Some further explanation of virtualized computing environments (VCEs) will now be provided. VCEs can be stored as “images.” A new active instance of the VCE can be instantiated from the image. Two familiar types of VCEs are virtual machines and containers. A container is a VCE that uses operating-system-level virtualization. This refers to an operating system feature in which the kernel allows the existence of multiple isolated user-space instances, called containers. These isolated user-space instances typically behave as real computers from the point of view of programs running in them. A computer program running on an ordinary operating system can utilize all resources of that computer, such as connected devices, files and folders, network shares, CPU power, and quantifiable hardware capabilities.
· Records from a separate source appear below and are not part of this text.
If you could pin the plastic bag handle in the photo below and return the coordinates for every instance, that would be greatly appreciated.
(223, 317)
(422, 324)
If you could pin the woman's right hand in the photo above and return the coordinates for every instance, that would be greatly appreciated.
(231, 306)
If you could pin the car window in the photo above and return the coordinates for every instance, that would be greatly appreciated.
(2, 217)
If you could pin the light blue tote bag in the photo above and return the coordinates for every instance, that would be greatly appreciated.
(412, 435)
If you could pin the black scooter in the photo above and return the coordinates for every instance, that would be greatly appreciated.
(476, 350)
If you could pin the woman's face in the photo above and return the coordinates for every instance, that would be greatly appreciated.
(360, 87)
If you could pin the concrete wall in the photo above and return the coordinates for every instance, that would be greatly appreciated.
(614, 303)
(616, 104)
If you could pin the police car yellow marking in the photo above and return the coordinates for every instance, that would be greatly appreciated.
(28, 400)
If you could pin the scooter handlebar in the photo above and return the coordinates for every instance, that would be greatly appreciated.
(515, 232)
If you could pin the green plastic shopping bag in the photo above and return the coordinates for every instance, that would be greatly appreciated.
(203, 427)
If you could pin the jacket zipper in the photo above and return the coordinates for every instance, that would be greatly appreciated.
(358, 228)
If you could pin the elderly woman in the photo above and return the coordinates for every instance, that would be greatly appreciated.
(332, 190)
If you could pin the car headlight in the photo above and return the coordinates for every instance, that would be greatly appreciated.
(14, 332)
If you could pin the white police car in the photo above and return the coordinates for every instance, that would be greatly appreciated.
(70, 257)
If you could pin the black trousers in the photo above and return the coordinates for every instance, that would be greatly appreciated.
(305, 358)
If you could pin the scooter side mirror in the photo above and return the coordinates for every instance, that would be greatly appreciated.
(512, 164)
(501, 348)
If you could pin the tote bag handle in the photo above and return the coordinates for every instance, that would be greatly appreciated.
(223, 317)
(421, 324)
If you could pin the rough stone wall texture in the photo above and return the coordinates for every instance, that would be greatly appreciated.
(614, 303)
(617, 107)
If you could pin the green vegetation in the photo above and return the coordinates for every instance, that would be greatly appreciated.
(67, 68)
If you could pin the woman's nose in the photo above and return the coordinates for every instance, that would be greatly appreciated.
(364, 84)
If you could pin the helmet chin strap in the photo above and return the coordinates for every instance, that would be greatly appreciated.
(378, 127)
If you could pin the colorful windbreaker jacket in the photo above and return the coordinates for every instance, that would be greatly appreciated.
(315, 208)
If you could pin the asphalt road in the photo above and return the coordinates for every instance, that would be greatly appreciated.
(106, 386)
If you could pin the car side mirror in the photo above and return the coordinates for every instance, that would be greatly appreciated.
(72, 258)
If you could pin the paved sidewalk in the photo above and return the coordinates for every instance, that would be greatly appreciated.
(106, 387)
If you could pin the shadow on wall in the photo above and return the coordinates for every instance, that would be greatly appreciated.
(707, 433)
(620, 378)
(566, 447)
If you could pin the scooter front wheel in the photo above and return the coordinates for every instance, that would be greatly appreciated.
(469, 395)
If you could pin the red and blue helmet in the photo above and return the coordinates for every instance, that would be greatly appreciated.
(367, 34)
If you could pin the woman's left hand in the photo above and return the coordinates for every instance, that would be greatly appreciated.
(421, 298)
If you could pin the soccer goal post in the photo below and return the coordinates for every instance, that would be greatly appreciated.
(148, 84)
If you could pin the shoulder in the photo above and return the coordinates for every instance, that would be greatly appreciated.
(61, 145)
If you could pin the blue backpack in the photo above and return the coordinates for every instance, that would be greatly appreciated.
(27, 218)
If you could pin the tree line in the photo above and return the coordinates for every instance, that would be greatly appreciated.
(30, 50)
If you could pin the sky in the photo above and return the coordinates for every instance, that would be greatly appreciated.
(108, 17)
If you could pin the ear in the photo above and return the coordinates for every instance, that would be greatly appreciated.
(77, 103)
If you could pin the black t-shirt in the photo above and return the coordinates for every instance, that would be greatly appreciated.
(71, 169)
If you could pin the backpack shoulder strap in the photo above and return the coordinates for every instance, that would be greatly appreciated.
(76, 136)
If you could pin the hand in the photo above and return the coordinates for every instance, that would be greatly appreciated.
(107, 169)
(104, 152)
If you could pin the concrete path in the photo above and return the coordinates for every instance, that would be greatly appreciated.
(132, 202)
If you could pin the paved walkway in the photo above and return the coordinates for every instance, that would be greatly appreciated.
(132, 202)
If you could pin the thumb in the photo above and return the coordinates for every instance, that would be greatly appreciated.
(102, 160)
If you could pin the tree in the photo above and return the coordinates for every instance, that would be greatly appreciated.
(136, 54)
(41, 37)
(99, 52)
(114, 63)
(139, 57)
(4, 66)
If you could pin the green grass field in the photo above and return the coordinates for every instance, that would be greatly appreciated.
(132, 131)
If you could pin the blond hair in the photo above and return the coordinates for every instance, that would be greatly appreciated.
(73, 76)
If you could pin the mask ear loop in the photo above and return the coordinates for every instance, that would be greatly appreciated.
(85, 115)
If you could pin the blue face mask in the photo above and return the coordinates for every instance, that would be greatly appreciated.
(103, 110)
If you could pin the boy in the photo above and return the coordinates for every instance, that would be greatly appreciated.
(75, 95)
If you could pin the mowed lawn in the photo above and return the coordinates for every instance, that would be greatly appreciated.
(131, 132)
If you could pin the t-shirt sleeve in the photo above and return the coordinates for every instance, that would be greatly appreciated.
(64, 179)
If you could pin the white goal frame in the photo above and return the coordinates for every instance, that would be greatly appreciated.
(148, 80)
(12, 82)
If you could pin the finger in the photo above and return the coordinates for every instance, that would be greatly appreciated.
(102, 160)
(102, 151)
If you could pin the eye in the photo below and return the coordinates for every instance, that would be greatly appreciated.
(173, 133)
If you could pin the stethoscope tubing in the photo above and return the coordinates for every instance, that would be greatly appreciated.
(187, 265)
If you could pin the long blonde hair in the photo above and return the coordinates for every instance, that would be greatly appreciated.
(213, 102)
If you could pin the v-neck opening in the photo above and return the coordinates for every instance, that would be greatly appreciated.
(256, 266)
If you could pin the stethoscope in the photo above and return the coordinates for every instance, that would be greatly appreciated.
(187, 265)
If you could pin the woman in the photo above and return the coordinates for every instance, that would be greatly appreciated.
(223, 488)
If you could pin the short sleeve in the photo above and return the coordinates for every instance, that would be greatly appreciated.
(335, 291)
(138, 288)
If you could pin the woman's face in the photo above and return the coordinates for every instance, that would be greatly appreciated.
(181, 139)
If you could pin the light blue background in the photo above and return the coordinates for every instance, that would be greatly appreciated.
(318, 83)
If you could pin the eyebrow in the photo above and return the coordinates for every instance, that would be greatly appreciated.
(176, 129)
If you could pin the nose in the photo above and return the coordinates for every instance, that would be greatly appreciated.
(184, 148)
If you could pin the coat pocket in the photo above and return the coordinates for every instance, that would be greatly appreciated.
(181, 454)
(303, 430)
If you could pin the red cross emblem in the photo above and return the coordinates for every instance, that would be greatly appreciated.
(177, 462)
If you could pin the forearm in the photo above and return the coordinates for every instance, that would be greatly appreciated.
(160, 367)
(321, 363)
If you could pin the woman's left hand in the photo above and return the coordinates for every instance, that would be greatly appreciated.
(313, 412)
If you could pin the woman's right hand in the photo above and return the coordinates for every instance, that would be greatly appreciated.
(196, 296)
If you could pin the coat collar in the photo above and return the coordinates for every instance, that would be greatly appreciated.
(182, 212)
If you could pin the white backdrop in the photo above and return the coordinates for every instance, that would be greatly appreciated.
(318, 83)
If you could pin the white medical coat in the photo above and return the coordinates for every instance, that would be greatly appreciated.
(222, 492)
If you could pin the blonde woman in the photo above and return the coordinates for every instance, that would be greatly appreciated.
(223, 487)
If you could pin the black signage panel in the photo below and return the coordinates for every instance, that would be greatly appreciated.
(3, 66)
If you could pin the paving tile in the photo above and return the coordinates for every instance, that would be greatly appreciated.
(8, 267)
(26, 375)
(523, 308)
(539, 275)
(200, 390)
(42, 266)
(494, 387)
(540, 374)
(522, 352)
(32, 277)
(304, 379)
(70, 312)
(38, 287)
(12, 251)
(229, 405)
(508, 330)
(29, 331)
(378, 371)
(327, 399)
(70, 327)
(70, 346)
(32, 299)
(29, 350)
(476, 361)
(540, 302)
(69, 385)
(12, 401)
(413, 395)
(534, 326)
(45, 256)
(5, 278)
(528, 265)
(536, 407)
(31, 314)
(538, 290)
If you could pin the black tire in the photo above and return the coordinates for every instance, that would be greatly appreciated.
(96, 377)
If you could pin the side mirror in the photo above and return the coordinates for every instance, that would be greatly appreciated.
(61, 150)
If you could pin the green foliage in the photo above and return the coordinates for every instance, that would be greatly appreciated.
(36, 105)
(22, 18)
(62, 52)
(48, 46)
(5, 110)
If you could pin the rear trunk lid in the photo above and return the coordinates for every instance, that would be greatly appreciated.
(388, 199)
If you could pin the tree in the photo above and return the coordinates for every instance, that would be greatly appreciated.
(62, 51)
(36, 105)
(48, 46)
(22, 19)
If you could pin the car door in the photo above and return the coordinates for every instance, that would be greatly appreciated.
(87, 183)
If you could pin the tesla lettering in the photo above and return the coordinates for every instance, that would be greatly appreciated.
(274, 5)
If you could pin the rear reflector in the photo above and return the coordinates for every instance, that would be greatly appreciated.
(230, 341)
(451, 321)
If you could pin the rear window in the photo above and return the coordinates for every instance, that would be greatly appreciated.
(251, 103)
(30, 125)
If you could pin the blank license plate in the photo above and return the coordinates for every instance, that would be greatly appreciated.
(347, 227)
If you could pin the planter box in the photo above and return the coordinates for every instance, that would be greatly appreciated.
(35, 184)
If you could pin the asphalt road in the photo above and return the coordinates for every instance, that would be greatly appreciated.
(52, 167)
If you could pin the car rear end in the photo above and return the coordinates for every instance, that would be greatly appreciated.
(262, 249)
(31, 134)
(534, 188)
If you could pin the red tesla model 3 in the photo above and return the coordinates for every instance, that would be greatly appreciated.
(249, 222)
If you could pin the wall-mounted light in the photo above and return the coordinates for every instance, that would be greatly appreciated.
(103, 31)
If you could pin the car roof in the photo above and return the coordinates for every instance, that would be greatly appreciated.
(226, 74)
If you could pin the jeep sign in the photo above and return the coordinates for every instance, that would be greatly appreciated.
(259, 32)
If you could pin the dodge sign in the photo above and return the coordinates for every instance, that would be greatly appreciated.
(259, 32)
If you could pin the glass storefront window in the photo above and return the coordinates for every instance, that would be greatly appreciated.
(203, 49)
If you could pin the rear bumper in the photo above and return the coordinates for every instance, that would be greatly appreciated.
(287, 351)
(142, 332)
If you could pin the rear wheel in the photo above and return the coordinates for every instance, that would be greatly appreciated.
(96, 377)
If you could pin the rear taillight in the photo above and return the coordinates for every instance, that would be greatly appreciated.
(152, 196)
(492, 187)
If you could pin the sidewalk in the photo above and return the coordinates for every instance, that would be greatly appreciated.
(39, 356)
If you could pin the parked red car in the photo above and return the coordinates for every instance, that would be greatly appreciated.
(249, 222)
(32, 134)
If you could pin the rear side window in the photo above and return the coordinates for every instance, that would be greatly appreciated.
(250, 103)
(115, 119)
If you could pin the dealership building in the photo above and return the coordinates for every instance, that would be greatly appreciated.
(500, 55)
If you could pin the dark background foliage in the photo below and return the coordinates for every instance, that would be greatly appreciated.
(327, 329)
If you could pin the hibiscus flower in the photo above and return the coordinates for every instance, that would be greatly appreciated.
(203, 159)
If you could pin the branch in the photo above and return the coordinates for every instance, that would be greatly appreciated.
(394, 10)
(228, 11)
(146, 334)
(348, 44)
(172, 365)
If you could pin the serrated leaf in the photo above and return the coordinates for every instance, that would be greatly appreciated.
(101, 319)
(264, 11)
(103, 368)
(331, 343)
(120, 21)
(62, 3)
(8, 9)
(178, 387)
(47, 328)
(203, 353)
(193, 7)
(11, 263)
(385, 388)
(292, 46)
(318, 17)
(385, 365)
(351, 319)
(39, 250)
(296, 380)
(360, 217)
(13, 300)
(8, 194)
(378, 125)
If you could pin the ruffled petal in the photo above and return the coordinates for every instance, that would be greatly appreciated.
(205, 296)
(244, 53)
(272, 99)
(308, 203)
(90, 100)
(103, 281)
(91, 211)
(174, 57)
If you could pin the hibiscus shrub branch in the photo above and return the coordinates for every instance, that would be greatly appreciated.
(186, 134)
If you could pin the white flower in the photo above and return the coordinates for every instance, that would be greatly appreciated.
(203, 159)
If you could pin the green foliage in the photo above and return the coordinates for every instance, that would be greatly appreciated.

However, programs running inside a container can only use the contents of the container and devices assigned to the container, a feature which is known as containerization.

Private cloud 106 is similar to public cloud 105, except that the computing resources are only available for use by a single enterprise. While private cloud 106 is depicted as being in communication with WAN 102, in other embodiments a private cloud may be disconnected from the internet entirely and only accessible through a local/private network. A hybrid cloud is a composition of multiple clouds of different types (for example, private, community or public cloud types), often respectively implemented by different vendors. Each of the multiple clouds remains a separate and discrete entity, but the larger hybrid cloud architecture is bound together by standardized or proprietary technology that enables orchestration, management, and/or data/application portability between the multiple constituent clouds. In this embodiment, public cloud 105 and private cloud 106 are both part of a larger hybrid cloud.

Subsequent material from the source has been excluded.